We disagree with the third district's analysis to the extent that it suggests Resmondo, Ryter, and Busby do not support a derivative cause of action's existence in the absence of a primary cause of action. In Gates v. Foley, 247 So. 2d 40, 41 (Fla. 1971), the supreme court abrogated prior decisions and held that "deprivation to the wife of the husband's companionship, affection and sexual relation (or consortium, as above defined) constitutes a real injury to the marital relationship and one which should be compensable at law if due to the negligence of another." In Resmondo, the first district held that where a husband settled a claim with a consent judgment without finding fault, a wife's loss-of-consortium claim is still actionable. 265 So. 2d at 73. In Ryter, the first district provided that "[t]he wife owns the cause of action [and that] [i]t is her property right in her own name." 291 So. 2d at 57. Similarly, this court has previously stated that "Florida case law recognizes that loss-of-consortium is a separate cause of action belonging to the spouse of the injured married partner, and though derivative in the sense of being occasioned by injury to the spouse, it is a direct injury to the spouse who has lost the consortium." Orange Cnty. v. Piper, 523 So. 2d 196, 198 (Fla. 5th DCA 1988) (citing Busby, 80 So. 2d at 676).

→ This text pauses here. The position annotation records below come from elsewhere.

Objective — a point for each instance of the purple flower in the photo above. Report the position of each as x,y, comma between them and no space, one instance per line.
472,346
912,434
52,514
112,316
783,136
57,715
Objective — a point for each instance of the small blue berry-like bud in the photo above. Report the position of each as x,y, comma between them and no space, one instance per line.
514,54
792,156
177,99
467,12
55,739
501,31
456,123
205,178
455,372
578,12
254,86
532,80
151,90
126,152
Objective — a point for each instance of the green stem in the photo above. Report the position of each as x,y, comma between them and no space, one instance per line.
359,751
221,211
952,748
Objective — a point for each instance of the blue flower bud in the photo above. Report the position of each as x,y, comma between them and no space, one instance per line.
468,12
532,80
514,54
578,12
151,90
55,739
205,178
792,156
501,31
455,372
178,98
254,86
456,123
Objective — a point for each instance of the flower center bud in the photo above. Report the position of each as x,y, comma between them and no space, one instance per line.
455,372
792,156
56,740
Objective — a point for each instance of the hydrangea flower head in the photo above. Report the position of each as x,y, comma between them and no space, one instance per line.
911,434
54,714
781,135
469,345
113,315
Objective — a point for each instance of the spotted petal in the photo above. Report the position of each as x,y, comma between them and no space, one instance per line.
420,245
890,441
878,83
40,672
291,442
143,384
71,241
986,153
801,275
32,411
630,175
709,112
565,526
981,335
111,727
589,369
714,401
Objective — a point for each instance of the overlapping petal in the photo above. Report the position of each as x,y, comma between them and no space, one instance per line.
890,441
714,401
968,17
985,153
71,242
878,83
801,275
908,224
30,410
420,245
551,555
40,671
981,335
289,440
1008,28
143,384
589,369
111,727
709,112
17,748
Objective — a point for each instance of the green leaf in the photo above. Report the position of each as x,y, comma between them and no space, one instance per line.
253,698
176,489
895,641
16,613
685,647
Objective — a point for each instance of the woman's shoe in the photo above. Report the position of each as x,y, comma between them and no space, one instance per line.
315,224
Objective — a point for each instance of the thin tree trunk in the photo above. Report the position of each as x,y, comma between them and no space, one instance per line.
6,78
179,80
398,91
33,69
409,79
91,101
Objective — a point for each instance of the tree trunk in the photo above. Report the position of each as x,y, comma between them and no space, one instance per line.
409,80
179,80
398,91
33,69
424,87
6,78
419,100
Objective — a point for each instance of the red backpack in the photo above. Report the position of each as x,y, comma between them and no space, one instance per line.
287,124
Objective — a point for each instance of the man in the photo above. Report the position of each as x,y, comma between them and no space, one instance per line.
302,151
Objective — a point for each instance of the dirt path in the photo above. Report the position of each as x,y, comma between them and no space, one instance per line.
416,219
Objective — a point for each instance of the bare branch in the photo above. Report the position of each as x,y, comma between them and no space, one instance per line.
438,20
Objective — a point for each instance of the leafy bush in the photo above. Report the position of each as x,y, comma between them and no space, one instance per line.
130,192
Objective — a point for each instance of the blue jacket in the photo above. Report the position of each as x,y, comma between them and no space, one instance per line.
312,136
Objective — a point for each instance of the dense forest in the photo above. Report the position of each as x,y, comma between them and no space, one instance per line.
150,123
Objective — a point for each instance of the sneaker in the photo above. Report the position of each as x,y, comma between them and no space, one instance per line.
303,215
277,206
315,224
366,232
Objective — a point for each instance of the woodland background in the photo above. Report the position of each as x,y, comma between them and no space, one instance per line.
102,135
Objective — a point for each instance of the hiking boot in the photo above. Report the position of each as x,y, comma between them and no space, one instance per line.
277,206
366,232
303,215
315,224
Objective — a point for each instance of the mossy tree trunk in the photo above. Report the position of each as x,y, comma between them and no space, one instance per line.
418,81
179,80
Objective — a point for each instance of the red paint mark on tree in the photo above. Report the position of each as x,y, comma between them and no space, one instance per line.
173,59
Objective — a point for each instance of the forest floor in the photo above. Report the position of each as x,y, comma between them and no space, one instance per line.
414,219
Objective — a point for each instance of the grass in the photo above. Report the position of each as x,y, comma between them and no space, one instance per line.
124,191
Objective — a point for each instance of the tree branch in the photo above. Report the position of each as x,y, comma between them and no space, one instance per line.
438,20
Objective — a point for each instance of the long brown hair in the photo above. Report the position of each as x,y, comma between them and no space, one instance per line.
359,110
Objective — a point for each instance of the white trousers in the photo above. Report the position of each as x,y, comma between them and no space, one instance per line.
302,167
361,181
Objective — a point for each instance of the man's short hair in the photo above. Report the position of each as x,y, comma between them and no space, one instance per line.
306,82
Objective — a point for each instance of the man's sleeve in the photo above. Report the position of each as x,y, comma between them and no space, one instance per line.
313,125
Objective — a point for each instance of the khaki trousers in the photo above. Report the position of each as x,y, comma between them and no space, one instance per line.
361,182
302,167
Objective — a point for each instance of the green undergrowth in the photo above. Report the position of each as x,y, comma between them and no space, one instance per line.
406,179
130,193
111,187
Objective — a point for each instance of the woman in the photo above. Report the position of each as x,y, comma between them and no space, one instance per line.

As another basis for its conflict with Taylor, the third district continued by noting it was persuaded that the Legislature did not want the loss-of-consortium claim to continue past death because the Legislature made recovery for a surviving spouse a part of the Wrongful Death Act. ACandS, 703 So. 2d at 494 ("[T]he surviving spouse may also recover for loss of the decedent's companionship and protection and for mental pain and suffering from the date of injury." (quoting § 768.21(2), Fla. Stat. (1995))). The third district implicitly concluded that because the surviving spouse can recover from the date of injury, the loss of consortium from the date of injury merges with the continuing injury suffered after death, and the surviving spouse therefore recovers. We find this analysis problematic because it considers only a situation where a wrongful death action can be maintained. Indeed, under the third district's interpretation, where the injured spouse dies from an injury unrelated to the personal injury action, the surviving spouse who suffered a loss of consortium would not be able to maintain a wrongful death action. Therefore, the surviving spouse would lose a vested right to recover for a loss of consortium from the date of injury to the date of death. This cannot be the result the Legislature intended and, here, that would be the effect.

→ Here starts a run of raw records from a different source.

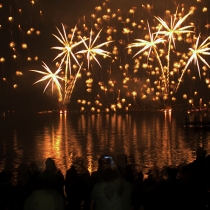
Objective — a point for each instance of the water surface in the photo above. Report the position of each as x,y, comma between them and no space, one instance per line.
149,139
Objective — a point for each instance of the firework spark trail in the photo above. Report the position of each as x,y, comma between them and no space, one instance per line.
71,85
150,45
196,52
67,51
52,77
92,50
174,29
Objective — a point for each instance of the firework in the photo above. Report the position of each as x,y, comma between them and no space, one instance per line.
196,54
52,77
150,45
92,50
170,31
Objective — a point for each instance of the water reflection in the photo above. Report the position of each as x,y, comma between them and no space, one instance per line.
149,139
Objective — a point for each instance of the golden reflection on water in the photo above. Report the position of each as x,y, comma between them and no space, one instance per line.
147,139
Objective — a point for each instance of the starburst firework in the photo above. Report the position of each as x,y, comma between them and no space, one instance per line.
52,77
196,54
92,50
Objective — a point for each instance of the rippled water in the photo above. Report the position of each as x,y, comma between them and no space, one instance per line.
148,139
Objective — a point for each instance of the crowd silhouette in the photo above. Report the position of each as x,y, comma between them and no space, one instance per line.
113,186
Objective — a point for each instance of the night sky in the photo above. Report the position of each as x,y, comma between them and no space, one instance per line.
17,91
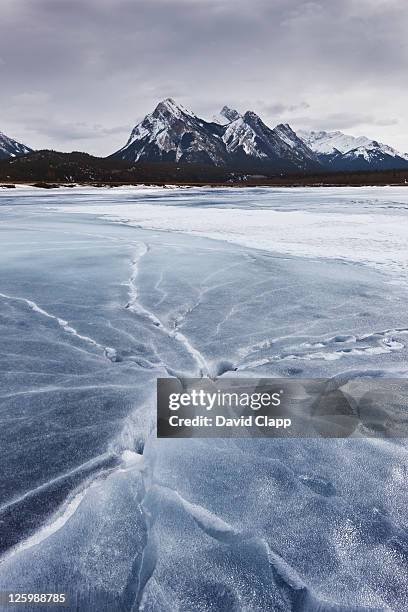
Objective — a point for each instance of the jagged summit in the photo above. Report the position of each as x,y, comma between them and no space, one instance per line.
11,148
173,133
169,106
345,152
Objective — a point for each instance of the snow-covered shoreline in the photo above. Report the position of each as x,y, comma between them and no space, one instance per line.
375,234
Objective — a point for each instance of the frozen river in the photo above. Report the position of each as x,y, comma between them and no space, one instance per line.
103,291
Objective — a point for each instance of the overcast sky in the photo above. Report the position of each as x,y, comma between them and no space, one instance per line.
79,74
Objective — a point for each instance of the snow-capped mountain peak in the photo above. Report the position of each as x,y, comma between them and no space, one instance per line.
11,148
226,115
173,133
168,106
346,152
332,142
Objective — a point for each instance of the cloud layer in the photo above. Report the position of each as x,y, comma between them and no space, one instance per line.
80,73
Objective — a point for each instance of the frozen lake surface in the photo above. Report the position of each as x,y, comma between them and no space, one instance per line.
103,291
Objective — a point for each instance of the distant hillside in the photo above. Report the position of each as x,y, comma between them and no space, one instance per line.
76,167
54,167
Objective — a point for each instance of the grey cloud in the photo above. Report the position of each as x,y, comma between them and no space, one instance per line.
97,61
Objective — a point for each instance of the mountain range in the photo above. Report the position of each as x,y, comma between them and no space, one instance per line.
11,148
235,141
173,133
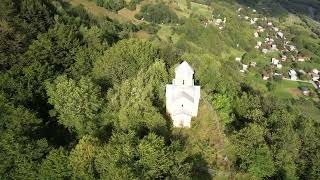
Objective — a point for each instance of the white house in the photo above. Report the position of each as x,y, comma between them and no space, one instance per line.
218,21
238,59
283,58
274,61
264,51
182,96
301,59
280,35
293,74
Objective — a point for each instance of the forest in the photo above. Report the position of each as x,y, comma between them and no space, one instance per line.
82,96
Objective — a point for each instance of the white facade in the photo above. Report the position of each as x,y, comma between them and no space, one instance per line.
182,96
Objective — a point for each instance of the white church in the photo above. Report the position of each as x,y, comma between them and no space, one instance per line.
182,96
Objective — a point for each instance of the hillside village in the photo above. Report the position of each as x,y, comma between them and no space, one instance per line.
272,39
159,89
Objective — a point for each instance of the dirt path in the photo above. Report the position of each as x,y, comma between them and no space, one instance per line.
124,15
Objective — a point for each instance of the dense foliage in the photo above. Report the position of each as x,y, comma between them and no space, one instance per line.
113,5
81,99
157,13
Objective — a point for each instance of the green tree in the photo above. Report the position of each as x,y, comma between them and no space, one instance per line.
82,158
76,103
124,60
254,154
20,152
154,159
133,102
188,4
55,165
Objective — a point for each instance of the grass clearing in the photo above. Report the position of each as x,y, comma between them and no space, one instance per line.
290,89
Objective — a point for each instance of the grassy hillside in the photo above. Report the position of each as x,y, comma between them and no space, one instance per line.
82,89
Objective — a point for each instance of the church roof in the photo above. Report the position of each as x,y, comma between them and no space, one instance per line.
184,67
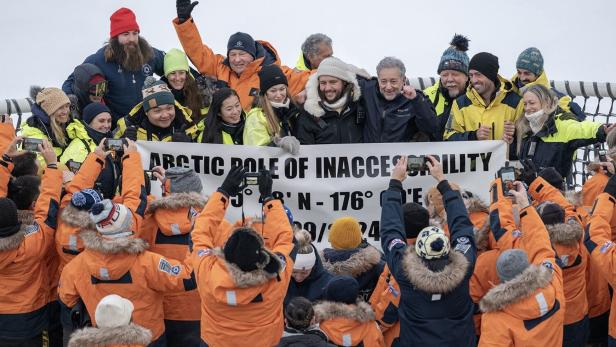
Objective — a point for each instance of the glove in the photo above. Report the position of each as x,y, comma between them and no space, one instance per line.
610,188
180,135
184,8
289,143
231,185
265,185
130,133
529,174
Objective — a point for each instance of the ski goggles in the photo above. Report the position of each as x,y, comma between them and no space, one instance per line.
99,89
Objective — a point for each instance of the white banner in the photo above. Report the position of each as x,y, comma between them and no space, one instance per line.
325,182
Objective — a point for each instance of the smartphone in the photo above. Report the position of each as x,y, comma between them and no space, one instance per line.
31,144
114,145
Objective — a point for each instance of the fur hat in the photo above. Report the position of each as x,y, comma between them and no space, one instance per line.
345,233
122,20
156,93
432,243
112,220
455,57
183,180
342,289
51,99
530,59
85,199
242,41
175,60
270,76
511,263
113,311
487,64
9,223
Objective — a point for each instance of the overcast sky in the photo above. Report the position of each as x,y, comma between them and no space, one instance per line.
42,41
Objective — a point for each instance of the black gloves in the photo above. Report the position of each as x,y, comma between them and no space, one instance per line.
130,133
610,188
529,174
231,185
184,8
265,185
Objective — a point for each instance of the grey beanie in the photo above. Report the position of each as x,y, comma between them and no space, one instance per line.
511,263
183,180
530,59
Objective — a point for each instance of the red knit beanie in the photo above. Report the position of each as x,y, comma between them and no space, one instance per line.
123,20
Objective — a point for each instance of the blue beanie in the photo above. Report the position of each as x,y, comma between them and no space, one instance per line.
455,57
85,199
92,110
530,59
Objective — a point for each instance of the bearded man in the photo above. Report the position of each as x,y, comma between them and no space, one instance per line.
126,60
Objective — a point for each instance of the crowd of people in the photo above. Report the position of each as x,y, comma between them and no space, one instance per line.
89,257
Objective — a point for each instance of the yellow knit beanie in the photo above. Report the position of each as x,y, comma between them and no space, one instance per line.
345,233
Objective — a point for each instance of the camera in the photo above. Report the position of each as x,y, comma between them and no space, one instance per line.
31,144
114,145
416,163
507,176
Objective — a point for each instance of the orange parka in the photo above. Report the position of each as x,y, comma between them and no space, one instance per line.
246,84
528,310
24,273
230,295
349,325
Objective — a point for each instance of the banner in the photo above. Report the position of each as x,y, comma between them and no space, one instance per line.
325,182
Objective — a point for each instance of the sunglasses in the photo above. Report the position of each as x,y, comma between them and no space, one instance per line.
99,89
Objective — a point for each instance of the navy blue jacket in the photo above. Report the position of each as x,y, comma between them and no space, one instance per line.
124,88
398,120
313,287
435,307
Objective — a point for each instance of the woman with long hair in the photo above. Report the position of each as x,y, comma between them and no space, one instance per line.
550,137
270,121
224,122
182,83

We affirm the trial court's dismissal of the personal injury action. We reaffirm our holding in Taylor that a loss-of-consortium claim survives the death of a deceased spouse. Accordingly, we reverse the trial court's dismissal of Appellant's loss-of-consortium claim and remand for the trial court to reinstate the claim. We also maintain the preexisting conflict with the third district in ACandS, Inc. v. Redd, 703 So. 2d 492, 494 (Fla. 3d DCA 1997).

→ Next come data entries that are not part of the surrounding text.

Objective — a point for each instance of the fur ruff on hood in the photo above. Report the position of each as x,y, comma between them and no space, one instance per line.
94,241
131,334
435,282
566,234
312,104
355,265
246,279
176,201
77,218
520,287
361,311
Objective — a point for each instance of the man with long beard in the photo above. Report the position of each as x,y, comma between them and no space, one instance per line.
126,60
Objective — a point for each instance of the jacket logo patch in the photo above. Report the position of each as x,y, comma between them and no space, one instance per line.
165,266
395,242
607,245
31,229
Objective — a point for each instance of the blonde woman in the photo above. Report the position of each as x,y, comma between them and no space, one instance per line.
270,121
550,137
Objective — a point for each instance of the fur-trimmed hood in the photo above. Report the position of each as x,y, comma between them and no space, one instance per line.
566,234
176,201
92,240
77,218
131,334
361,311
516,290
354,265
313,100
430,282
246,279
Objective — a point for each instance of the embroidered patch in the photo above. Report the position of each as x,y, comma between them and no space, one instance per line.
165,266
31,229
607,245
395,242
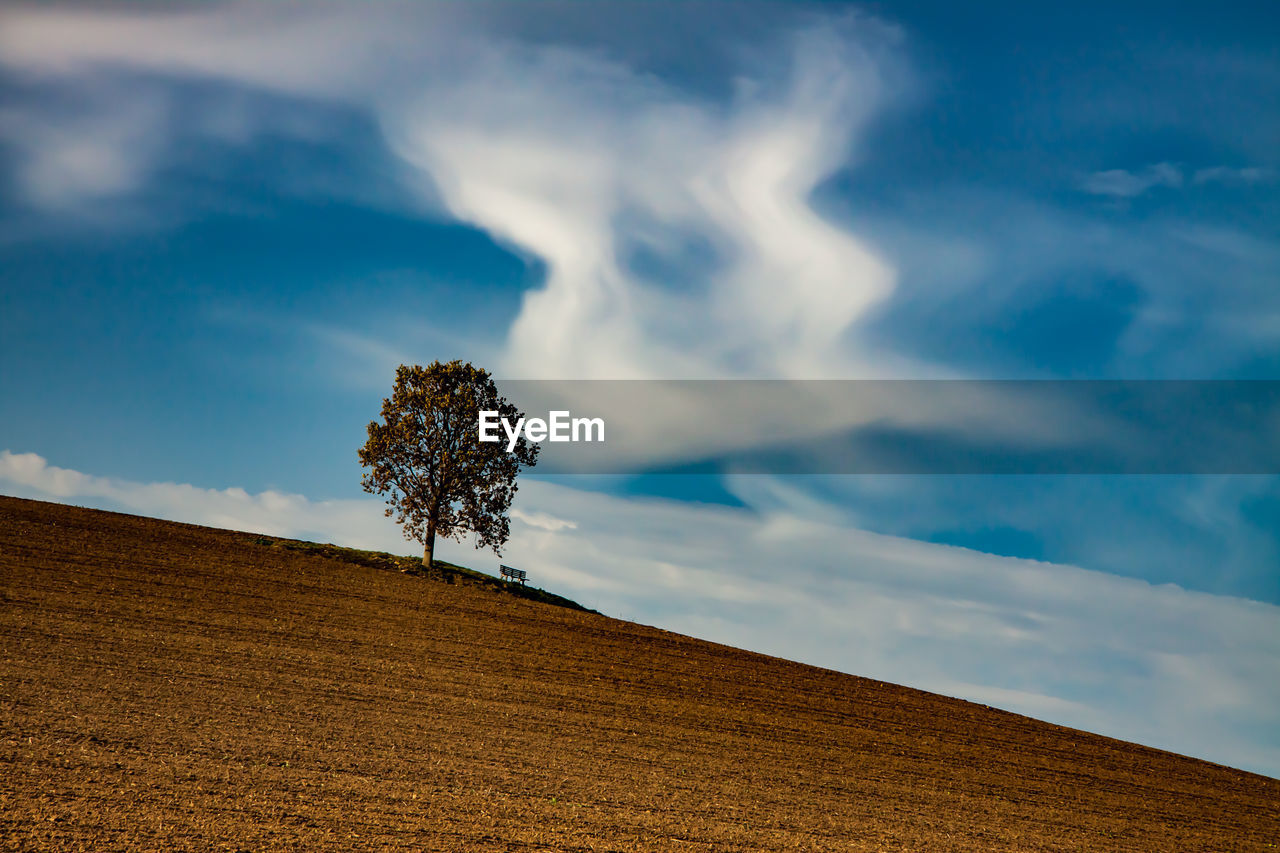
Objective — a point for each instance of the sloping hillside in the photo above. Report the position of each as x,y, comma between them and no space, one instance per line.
169,687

AFFIRMED in part; REVERSED in part; REMANDED with instructions; CONFLICT CERTIFIED. (SAWAYA and EVANDER, JJ., concur.)

__________________

1. Taylor v. Orlando Clinic, 555 So. 2d 876, 878 (Fla. 5th DCA 1989), disapproved on other grounds, Capone v. Philip Morris USA, Inc., 116 So. 3d 363 (Fla. 2013).

2. We affirm without discussion the trial court's finding that Appellant failed to demonstrate excusable neglect.

3. The supreme court also addressed a jurisdictional issue not relevant here.